As the Jacobin Club grew more radically in favor of a republic, Barnave and the other members of the triumvirate separated from them to form the Feuillant party in early 1791. In the summer of 1791, July and August specifically, Barnave reached his height of political prominence after the 17 July 1791 Champ de Mars Massacre weakened the position of the Jacobins.
The Feuillants began to lose this political clout by early autmun however, a matter that was complicated by disagreements that arose with the growing influence of Jacques Pierre Brissot and his supporters, known as the Girondists. After the Feuillants opposed war against Austria and the Habsburgs, they were driven out of the Assembly. Barnave's public career came to an end, and he returned to Grenoble at the beginning of 1792. His sympathy and relations with the royal family, to whom he had submitted a plan for a counter-revolution, and his desire to check the violence of the Revolution, brought on him suspicion of treason.

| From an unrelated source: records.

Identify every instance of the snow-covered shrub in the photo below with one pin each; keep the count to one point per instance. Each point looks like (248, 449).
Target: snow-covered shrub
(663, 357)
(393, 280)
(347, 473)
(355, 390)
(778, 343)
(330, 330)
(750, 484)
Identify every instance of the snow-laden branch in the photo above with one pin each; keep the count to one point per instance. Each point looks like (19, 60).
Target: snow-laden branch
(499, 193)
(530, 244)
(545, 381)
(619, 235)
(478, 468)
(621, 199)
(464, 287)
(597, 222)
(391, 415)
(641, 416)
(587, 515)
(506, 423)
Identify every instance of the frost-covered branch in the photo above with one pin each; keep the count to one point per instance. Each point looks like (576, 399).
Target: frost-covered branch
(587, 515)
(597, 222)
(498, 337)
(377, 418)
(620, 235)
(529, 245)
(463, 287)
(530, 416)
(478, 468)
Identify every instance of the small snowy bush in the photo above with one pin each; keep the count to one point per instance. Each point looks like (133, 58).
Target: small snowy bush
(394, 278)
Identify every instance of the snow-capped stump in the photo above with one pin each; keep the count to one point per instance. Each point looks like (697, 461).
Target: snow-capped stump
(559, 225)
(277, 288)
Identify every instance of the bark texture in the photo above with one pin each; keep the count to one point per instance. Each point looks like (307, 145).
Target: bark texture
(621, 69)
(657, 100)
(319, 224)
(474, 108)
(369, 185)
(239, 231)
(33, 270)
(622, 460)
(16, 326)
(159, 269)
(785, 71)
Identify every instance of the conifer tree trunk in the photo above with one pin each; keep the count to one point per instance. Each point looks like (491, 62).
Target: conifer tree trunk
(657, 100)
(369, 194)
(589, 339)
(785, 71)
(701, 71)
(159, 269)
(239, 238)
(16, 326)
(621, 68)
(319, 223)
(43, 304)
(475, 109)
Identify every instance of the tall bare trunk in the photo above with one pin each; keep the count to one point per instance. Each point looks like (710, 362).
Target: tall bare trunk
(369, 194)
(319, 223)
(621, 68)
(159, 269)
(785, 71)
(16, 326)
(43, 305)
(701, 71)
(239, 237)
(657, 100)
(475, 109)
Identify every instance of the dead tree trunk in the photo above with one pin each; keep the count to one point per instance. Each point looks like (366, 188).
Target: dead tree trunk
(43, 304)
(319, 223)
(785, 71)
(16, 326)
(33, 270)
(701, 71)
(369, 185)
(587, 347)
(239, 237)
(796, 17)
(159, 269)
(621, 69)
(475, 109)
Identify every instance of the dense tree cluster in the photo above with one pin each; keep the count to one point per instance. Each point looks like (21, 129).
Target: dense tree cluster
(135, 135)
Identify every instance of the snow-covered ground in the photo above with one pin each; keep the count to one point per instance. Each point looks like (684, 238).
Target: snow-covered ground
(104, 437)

He was denounced on 15 August 1792 in the Legislative Assembly, arrested and imprisoned for ten months at Grenoble, then transferred to Fort Barraux, and in November 1793 to Paris (during the Reign of Terror). On 28 November he appeared before the Revolutionary Tribunal. He was condemned for treason on the evidence of papers detailing his extensive clandestine correspondence with Queen Marie Antoinette found in the Tuileries Palace, and guillotined the next day, alongside Marguerite-Louis-François Duport-Dutertre.